第六步：Nginx 反代 + HTTPS

# /etc/nginx/sites-available/hermes
server {
    listen 80;
    server_name your-domain.com;

    location / {
        proxy_pass http://127.0.0.1:8000;
        proxy_set_header Host $host;
        proxy_set_header X-Real-IP $remote_addr;
        proxy_read_timeout 120s;
    }
}

1
2
3

# 安装 certbot 配置免费 HTTPS
apt install -y certbot python3-certbot-nginx
certbot --nginx -d your-domain.com

至此，你就有了一个通过 HTTPS 访问的 AI Agent 服务，总成本：VPS $5/月 + 域名 $1/月 + API 调用 $0（免费额度内）。

方案 B：本地量化模型（2核4G 以上）

如果你的 VPS 配置稍高一些，或者不想依赖外部 API，可以考虑在本地跑一个极小的量化模型。

能跑什么模型

VPS 配置	可运行模型	推理速度
1核 1G	基本跑不动	—
1核 2G	Qwen2 0.5B Q4	~5 token/s
2核 4G	Hermes 3 8B Q2	~2 token/s
4核 8G	Hermes 3 8B Q4	~5 token/s

注意看推理速度。2 token/s 是什么概念？生成一段 200 字的回答需要大约 50 秒。能用，但用户体验一般。如果你能接受这个速度，或者你的场景不需要实时响应（比如定时任务、批量处理），那完全可行。

用 llama.cpp 部署

llama.cpp 是目前 CPU 推理效率最高的方案：

# 编译 llama.cpp
git clone https://github.com/ggerganov/llama.cpp
cd llama.cpp
make -j$(nproc)

# 下载量化模型（以 Q2_K 为例，文件最小）
wget https://huggingface.co/NousResearch/Hermes-3-Llama-3.1-8B-GGUF/resolve/main/Hermes-3-Llama-3.1-8B.Q2_K.gguf

# 启动 API 服务
./llama-server \
  -m Hermes-3-Llama-3.1-8B.Q2_K.gguf \
  --host 0.0.0.0 \
  --port 8080 \
  -c 2048 \
  -t 2 \
  --mlock

参数解释：

-c 2048：上下文长度设为 2048，越大越占内存。2G 内存的机器别超过 2048。
-t 2：线程数设为 CPU 核心数。
--mlock：锁定内存，防止模型被交换到磁盘。

内存优化技巧

1G 内存的机器真的很紧张，每一 MB 都得精打细算。

开 Swap：虽然 Swap 慢，但能防止 OOM：

# 创建 2G 的 swap 文件
fallocate -l 2G /swapfile
chmod 600 /swapfile
mkswap /swapfile
swapon /swapfile
echo '/swapfile none swap sw 0 0' >> /etc/fstab

精简系统服务：

# 关掉不需要的服务
systemctl disable snapd
systemctl disable unattended-upgrades
systemctl stop snapd

调整 Nginx 配置：

worker_processes 1;
worker_connections 128;

# 减少缓冲区大小
proxy_buffer_size 4k;
proxy_buffers 4 4k;

方案 C：混合架构（推荐）

实际上最划算的方案是混合的：简单任务用本地小模型处理，复杂任务转发到远程 API。

class HybridAgent:
    def __init__(self):
        self.local_url = "http://localhost:8080/v1/chat/completions"
        self.remote_url = "https://openrouter.ai/api/v1/chat/completions"
        self.remote_key = "your-key"

    async def route_request(self, messages, complexity="auto"):
        """根据任务复杂度选择模型"""
        if complexity == "auto":
            # 简单的复杂度判断：消息长度 + 任务类型
            last_msg = messages[-1]["content"]
            is_simple = (
                len(last_msg) < 200
                and "代码" not in last_msg
                and "分析" not in last_msg
                and "翻译" not in last_msg
            )
            complexity = "simple" if is_simple else "complex"

        if complexity == "simple":
            return await self._call_local(messages)
        else:
            return await self._call_remote(messages)

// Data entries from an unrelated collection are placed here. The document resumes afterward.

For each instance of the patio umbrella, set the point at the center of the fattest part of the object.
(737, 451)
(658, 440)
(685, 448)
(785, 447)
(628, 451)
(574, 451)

    async def _call_local(self, messages):
        """调用本地小模型"""
        async with httpx.AsyncClient(timeout=120) as client:
            resp = await client.post(
                self.local_url,
                json={
                    "messages": messages,
                    "temperature": 0.7,
                    "max_tokens": 512
                }
            )
            return resp.json()["choices"][0]["message"]["content"]

    async def _call_remote(self, messages):
        """调用远程大模型"""
        async with httpx.AsyncClient(timeout=60) as client:
            resp = await client.post(
                self.remote_url,
                headers={
                    "Authorization": f"Bearer {self.remote_key}"
                },
                json={
                    "model": "nousresearch/hermes-3-llama-3.1-70b",
                    "messages": messages,
                    "temperature": 0.7,
                    "max_tokens": 2048
                }
            )
            return resp.json()["choices"][0]["message"]["content"]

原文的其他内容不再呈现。